The observed performance scores for the tools are close to the measures obtained when benchmarking with all kinds of proteins [25,26,27,28, 30]. Although the ratio of membrane protein variants has been small during the training of many of the predictors, it does not show in the performances. This could be because despite MPs are embedded into lipid bilayers, only the surface of the transmembrane regions in MPs is in contact with lipids, for the other residues the environment is similar to internal positions in proteins or in protein complexes in general.
Estimation of the sensitivity of MPs for variations
Recently we estimated the sensitivity of nine groups of proteins for harmful variants based on PON-P2 predictions . PON-P2 was found to have the best performance also for all the three regions in MPs (Table 6). As the results for all possible variants for this method were not available, we used a script to submit all 19 variants in every position in the MPs to the program in batches.
We created all the variants of the entire mpHTP (5422 proteins), a total of 56,686,557 variants in 2,983,503 amino acids. The results are summarized in Table 8. In addition to overall sensitivity, we investigated whether the different regions of the TMPs had different sensitivities for variations. The variants were classified in three classes: neutral, pathogenic and those of unknown significance. 48.0% of the predicted positions in MPs were outside the membrane, 15.3% transmembrane, and 36.7% inside the membrane.
We obtained results for 5070 proteins (93.5% of mpHTP entries) with high prediction coverage (95.5%). There are several reasons for not reaching full coverage. Some proteins are unique for human, thus the required evolutionary information is missing and the predictor cannot work. Some sequences contained special characters, possibly for residue ambiguity. Those were not included to the analysis. Variations inside the membranes are predicted with slightly higher rate than transmembrane or outside the membrane regions. The rate of unknown classifications is 41.66% and it is almost invariant for the three regions. This category contains many types of variants. The ratio is similar to many other proteins . This category reflects also heterogeneity and continuum nature of pathogenicity . The results are rather even for all the three regions in MPs. Transmembrane regions contain somewhat more likely pathogenic variants than the extramembranous regions: the ratio is 0.54 vs 0.41 and 0.48. The share of neutral variants varies between 38.45 to 41.20%. Totally close to 10 million variations were predicted to be pathogenic.
We tested the performance of two types of predictors on membrane proteins, their subcellular localization and variation interpretation in these proteins. We tested 22 variant tolerance predictors and 7 subcellular localization tools. The best variation prediction methods had similar prediction performance on transmembrane, inside and outside regions of transmembrane proteins and comparable to overall prediction performances for all types of proteins. The highest performing method was PON-P2, followed by REVEL, MetaSVM and VEST3. In the case of subcellular localization predictors we assessed separately the performance for single pass and multi pass membrane proteins. Predictions for multi pass proteins were more reliable than those for single pass proteins. Finally, we predicted the effects of all possible 19 substitutions in 5422 membrane proteins, a total of 56,686,557 variants in 2,983,503 residues. Transmembrane regions seem to be somewhat more vulnerable for variations that regions inside and outside the membranes.

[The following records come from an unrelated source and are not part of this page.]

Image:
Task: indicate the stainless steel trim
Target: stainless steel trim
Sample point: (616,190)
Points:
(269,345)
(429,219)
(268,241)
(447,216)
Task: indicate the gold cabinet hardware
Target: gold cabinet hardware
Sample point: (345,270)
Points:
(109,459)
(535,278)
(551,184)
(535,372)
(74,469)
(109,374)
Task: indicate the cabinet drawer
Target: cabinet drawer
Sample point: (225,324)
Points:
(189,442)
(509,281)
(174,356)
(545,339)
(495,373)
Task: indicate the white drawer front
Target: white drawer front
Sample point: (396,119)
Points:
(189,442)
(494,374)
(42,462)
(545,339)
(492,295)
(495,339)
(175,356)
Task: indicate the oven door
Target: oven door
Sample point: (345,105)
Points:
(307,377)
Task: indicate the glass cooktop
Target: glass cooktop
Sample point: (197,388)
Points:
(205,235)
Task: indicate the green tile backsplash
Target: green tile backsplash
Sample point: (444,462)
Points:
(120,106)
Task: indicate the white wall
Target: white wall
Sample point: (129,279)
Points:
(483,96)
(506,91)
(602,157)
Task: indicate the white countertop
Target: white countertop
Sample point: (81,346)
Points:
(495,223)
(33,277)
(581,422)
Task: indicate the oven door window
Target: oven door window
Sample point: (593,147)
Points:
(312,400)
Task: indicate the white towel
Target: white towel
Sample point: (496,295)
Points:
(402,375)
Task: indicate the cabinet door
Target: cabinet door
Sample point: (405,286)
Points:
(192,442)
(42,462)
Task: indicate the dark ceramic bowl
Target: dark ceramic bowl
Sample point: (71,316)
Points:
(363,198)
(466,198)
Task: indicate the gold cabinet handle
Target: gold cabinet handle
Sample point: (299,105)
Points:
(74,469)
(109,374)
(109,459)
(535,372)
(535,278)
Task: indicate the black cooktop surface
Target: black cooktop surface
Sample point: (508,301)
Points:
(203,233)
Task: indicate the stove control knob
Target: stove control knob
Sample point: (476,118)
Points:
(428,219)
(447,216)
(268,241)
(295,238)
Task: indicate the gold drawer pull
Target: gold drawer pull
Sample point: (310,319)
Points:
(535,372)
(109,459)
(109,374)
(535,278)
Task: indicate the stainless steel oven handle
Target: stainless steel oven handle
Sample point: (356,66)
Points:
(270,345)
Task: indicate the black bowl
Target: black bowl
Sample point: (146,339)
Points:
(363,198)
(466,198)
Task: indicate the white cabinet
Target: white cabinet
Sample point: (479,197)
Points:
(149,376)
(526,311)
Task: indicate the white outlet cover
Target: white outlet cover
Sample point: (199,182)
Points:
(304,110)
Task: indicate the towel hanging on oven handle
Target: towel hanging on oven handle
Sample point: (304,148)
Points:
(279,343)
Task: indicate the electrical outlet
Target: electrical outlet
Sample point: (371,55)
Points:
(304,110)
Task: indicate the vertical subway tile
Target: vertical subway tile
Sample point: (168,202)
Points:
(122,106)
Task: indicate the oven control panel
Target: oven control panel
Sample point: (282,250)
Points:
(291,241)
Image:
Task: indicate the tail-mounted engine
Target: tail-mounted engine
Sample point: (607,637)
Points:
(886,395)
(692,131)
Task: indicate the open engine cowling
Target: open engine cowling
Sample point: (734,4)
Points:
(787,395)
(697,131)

Data for transmembrane proteins
TMPs were obtained from two resources - Human Protein Atlas (HPA) and Human Transmembrane Proteome.
HPA [33,34,35] is a human proteome database based on quantitative transcriptomic analyses on tissue and organ levels. All major tissues and organs (n = 44) were analyzed by using 20,456 proprietary and 3572 externally obtained antibodies, totally providing more than 13 million immunochemistry images.
HPA database is organized in three main sections to tissue, cell and pathology atlases. Protein localization information was retrieved from the Cell Atlas section, where there are data for the subcellular localization of 12,073 proteins. The proteins are classified into 13 major organelles: actin filaments, centrosome, microtubules, intermediate filaments, cytosol, mitochondria, plasma membrane, vesicles, ER, Golgi apparatus, nuclear membrane, nucleoli, or nucleus. When using data from HPA, we considered as MPs proteins located to plasma membrane (including cell junctions) or nuclear membrane.
The reliability of data in HPA is indicated with four labels . Location is validated, when it is according to one of the validation “pillars” proposed by an international working group . Location is supported, when there is an agreement with the external experimental data from UniProtKB database. Location is approved, when external experimental information about the protein location is lacking, and location is uncertain, when there is contradictory information, such as with literature or transcriptomics data. HPA contains subcellular location data for 12,073 proteins .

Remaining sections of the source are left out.